Decisão do STJ motivou a nova ordem de prisão

A revogação do habeas corpus foi assinada nesta segunda-feira (2) pelo ministro Joel Ilan Paciornik.

Na avaliação do magistrado, houve descumprimento repetido das medidas cautelares impostas ao cantor, principalmente relacionadas ao uso da tornozeleira eletrônica.

Segundo a decisão, o histórico de violações comprometeu a eficácia do monitoramento judicial, o que justificou o retorno da prisão preventiva.

Buscas são feitas em endereços ligados ao cantor

Agentes da Polícia Civil do Rio de Janeiro estiveram em locais associados ao artista, mas até o momento ele não foi localizado.

Com isso, a ordem de prisão segue válida até o cumprimento do mandado expedido pela Justiça fluminense.

Foto: Polícia Civil

Histórico de falhas no monitoramento eletrônico

Informações da Secretaria de Estado de Administração Penitenciária (Seap) indicam que Oruam utiliza tornozeleira eletrônica desde 30 de setembro.

A partir de 1º de novembro, começaram a ser registrados sucessivos problemas no funcionamento do equipamento, somando 66 ocorrências. Desse total, 21 foram classificadas como graves apenas em 2026.

A maioria dos registros está ligada à falta de carregamento da bateria do dispositivo.

Troca do equipamento e novos registros

O cantor compareceu à Central de Monitoração Eletrônica em 9 de dezembro para substituição da tornozeleira.

O equipamento retirado foi encaminhado para perícia técnica, que apontou dano eletrônico possivelmente causado por alto impacto.

Mesmo após a troca, o novo aparelho voltou a apresentar falhas por ausência de carregamento. Desde 1º de fevereiro, o sistema permanece descarregado, o que inviabiliza o acompanhamento da medida judicial.
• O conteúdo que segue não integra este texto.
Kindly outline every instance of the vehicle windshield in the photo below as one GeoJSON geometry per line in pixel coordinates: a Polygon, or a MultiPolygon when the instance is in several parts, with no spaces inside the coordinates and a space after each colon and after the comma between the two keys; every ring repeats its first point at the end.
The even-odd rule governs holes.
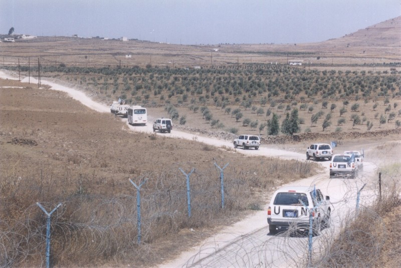
{"type": "Polygon", "coordinates": [[[299,200],[309,206],[306,194],[302,192],[279,192],[274,198],[274,204],[282,206],[302,206],[299,200]]]}
{"type": "Polygon", "coordinates": [[[354,154],[354,156],[356,158],[360,158],[360,154],[359,154],[359,152],[346,152],[345,154],[354,154]]]}
{"type": "Polygon", "coordinates": [[[348,162],[351,156],[336,156],[333,158],[333,162],[348,162]]]}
Defesa atribui falhas a problemas técnicos

A defesa do artista sustenta que os registros ocorreram por questões técnicas e que não houve intenção de descumprir as determinações impostas pela Justiça.

Até o momento, não houve novo posicionamento público dos advogados após a expedição do mandado.

Foto: Reprodução/ Instagram

Caso teve origem em 2025

O processo criminal teve início a partir de fatos ocorridos em 22 de julho de 2025, no bairro do Joá, na zona oeste do Rio de Janeiro.

De acordo com a denúncia do Ministério Público, o rapper e outras pessoas são acusados de duas tentativas de homicídio qualificado contra policiais civis que cumpriam mandado de busca e apreensão em um imóvel.

Os agentes relataram ter sido atingidos por pedras arremessadas do andar superior da residência.